Liquidity decreased slightly with the average trading value on the three floors decreasing by 2.3% compared to last week, to VND 14,552 billion/session.
Blue-chip stocks negatively impacted the market. Many stocks fell sharply, such as: Vingroup VIC (down 1%), Hoa Phat (down 3.2%), Vinamilk (down 2.2%), PV GAS (down 1.3%).
Banking stocks also contributed to the general market decline. Vietcombank (VCB) shares fell 2.3% during the week; BIDV (BID) fell 2.2%; VPBank (VPB) fell 0.8%; Vietinbank (CTG) fell 0.7%...
Another notable development is the strong selling decision of foreign investors.
During the week, foreign investors net sold VND2,371 billion on the Ho Chi Minh City Stock Exchange (HOSE), in contrast to the net buying of VND785 billion last week. On the Hanoi Stock Exchange, foreign investors net bought VND36 billion and net sold VND31 billion on the UPCOM.
Electricity stocks surged after the official announcement of the VIII Power Plan. During the week, PGV shares rose 9.6%; REE Refrigeration Electrical Engineering rose 4.8%; Nhon Trach 2 (NT2) rose 3.6%; and Bamboo Capital (BCG) rose 7%.
Public investment stocks also performed positively, such as: CII (+15.0%), HHV (+8.7%) and VCG (+6.4%) thanks to the Government's strong commitments on public investment disbursement.
While foreign investors and institutions sold, individual investors increased their buying in May, which lacked information about businesses but had a lot of information related to solutions to support businesses and the economy.
Long-term positive expectations
Assessing the move to lower the operating interest rate by the State Bank, Mr. Huynh Minh Tuan, founder of FIDT JSC, said that the decision of the State Bank, contrary to developments in the world financial market, will be positive in the long term.

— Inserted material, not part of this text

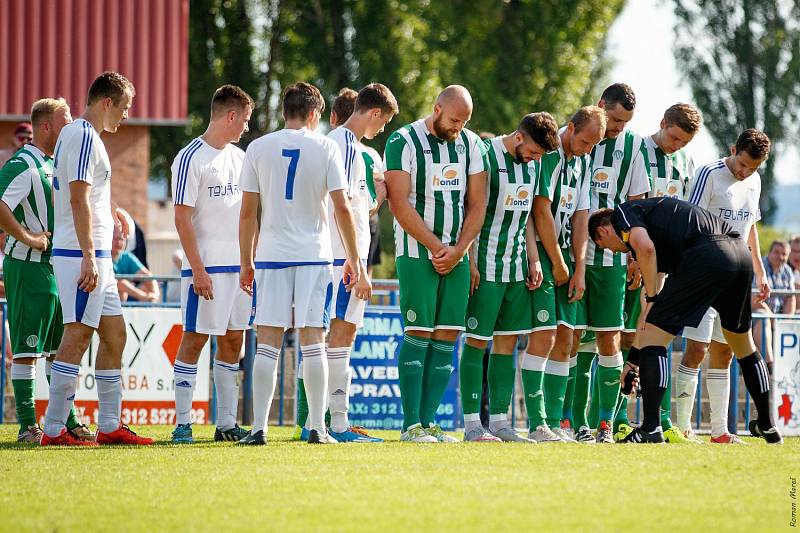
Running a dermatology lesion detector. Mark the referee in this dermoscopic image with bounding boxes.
[589,197,783,444]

However, Mr. Tuan also expects the policy to be synchronized with increasing the economy's capital absorption capacity and opening credit conditions, combined with the State Bank continuing to buy USD, increasing the supply of VND to the market 1.
Mr. Dinh Quang Hinh, Head of Macro and Market Strategy Department of VNDirect Securities believes that smart money will come to the stock market in the near future.

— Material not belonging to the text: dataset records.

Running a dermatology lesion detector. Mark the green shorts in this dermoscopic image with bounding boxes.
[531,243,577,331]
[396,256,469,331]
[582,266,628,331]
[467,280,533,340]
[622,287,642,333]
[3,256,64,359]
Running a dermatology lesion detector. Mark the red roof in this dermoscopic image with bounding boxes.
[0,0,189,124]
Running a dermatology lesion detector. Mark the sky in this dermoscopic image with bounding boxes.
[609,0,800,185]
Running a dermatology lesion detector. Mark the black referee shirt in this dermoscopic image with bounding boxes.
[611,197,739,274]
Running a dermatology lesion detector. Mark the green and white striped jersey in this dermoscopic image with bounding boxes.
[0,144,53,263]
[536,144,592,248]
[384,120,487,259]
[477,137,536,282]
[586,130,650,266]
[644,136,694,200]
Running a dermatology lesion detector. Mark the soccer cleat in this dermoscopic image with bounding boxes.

According to Mr. Hinh, investors should not be disappointed by the negative developments in the week of May 22-26. Accordingly, the impact of monetary policy often has a delay.
In the medium and long term, the cooling of interest rates will have a positive impact on the stock market. Lower interest rates help reduce the opportunity cost of investing in stocks, while also reducing the financial costs of businesses, thereby improving market earnings.
Accordingly, the more positive trend of interest rates and market income will create momentum for the stock market. Therefore, although the interest rate reduction has not had an immediate positive impact on market developments, investors need to see this as an opportunity to accumulate stocks at attractive prices to "anticipate" the market recovery period in the coming time.
Some industries may have superior strength compared to the general level such as banking, securities, public investment (infrastructure construction, construction materials) and energy (electricity, oil and gas).
Investors are also concerned about global market turmoil and recession in some regions.
Europe's largest economy - Germany - officially fell into recession last week with 2 consecutive quarters of negative growth. The German economy was heavily affected by the energy shock (after the Russia-Ukraine conflict) and the financial storm as well as changes in the automobile industry.
The United States has also been repeatedly warned that it could fall into recession as consumer demand falls, interest rates remain high and the banking system falls into crisis. The US government is now facing the possibility of running out of money if it does not get approval to raise the debt ceiling.
The decline in consumption in many major economies is assessed to be likely to affect the export activities of many Vietnamese enterprises.
Meanwhile, efforts to loosen monetary policy to support Vietnam's economy and the recent decline of the VND may make foreign capital cautious when pouring into the stock market.